The six-year NFL veteran, who led San Francisco to Super Bowl XLVII before the league caught up to his running-and-passing style, opted out of his contract with the Niners in March but has remained unsigned, having garnered little interest from teams around the league. A number of NFL players, including the Seattle Seahawks cornerback Richard Sherman, believe he is being blackballed by NFL teams for his political protest last season.
Sherman told ESPN First Take that Kaepernick’s remaining unsigned has little to do with the quality of his play and everything to do with his national anthem protest of last year. “It has nothing to do with football. You can see that,” Sherman said.

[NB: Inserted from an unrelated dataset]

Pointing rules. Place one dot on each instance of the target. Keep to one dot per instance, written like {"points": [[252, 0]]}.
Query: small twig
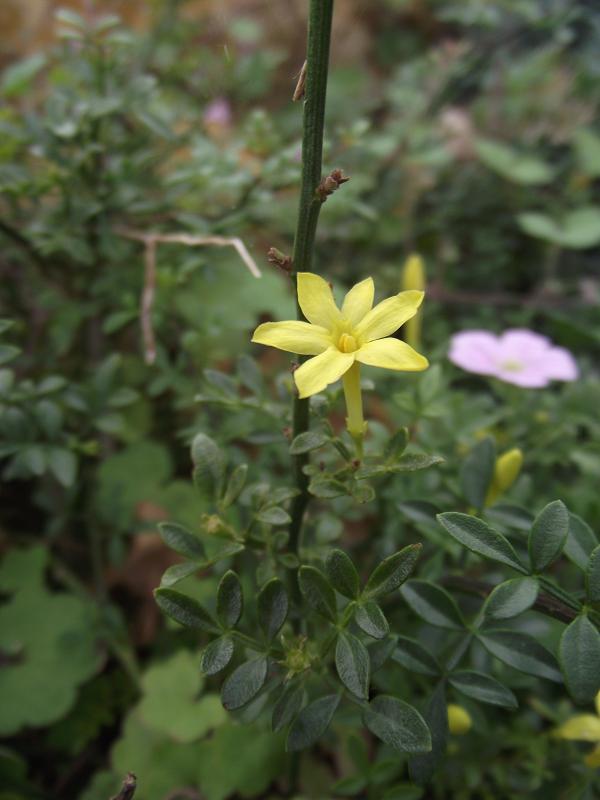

Asked why Kaepernick had not yet been picked up by a new team, on a day that Mark Sanchez was signed by the Chicago Bears, Sherman said: “It’s difficult to see because he’s played at such a high level, and you see guys, quarterbacks, who have never played at a high level being signed by teams. So it’s difficult to understand.
“Obviously he’s going to be in a backup role at this point. But you see quarterbacks, there was a year Matt Schaub had a pretty rough year and got signed the next year. So it has nothing to do with football. You can see that. They signed guys who have had off years before.”
The 49ers general manager John Lynch said last week in a radio interview that he had spoken with Kaepernick and that he wanted to play in the NFL this season, urging the quarterback to publicly express his desire to continue his career.
“He is fully committed to wanting to be in this league,” Lynch told KNBR Radio in San Francisco. “I won’t communicate too much of what we’ve talked about, but I will communicate that I gave that opinion to Colin myself: ‘I think you are having a little bit of an image crisis in terms of not so much what you did last year, but people are wondering, is this most important to you, at a position where the guys that succeed at that position are the guys that live it, breathe it, the CEOs that play that position.’ And I think there is a perception that football’s not on the top of his list.
“And so, my communication with Colin was, ‘Your best effort, I think the way you could best help yourself is to not have someone talk for you, not have statements, but go sit down and do an interview, and let people know exactly where you stand.’ Because he makes a compelling case as to how bad he wants to be in the league when you talk to him.
“And so, I’ll leave it at that, but we did have those discussions and I think that would help him.”
Kaepernick completed 59.2% of his passes, averaged 6.8 yards per attempt and threw 16 touchdowns with four interceptions in 12 games for the 49ers last season. But his refusal to stand for the national anthem in protest at police brutality and racial injustice became the NFL’s biggest storyline of last season. He’s said he will stand for the anthem next year since his objective for the protest, to start a nationwide debate, has largely been achieved.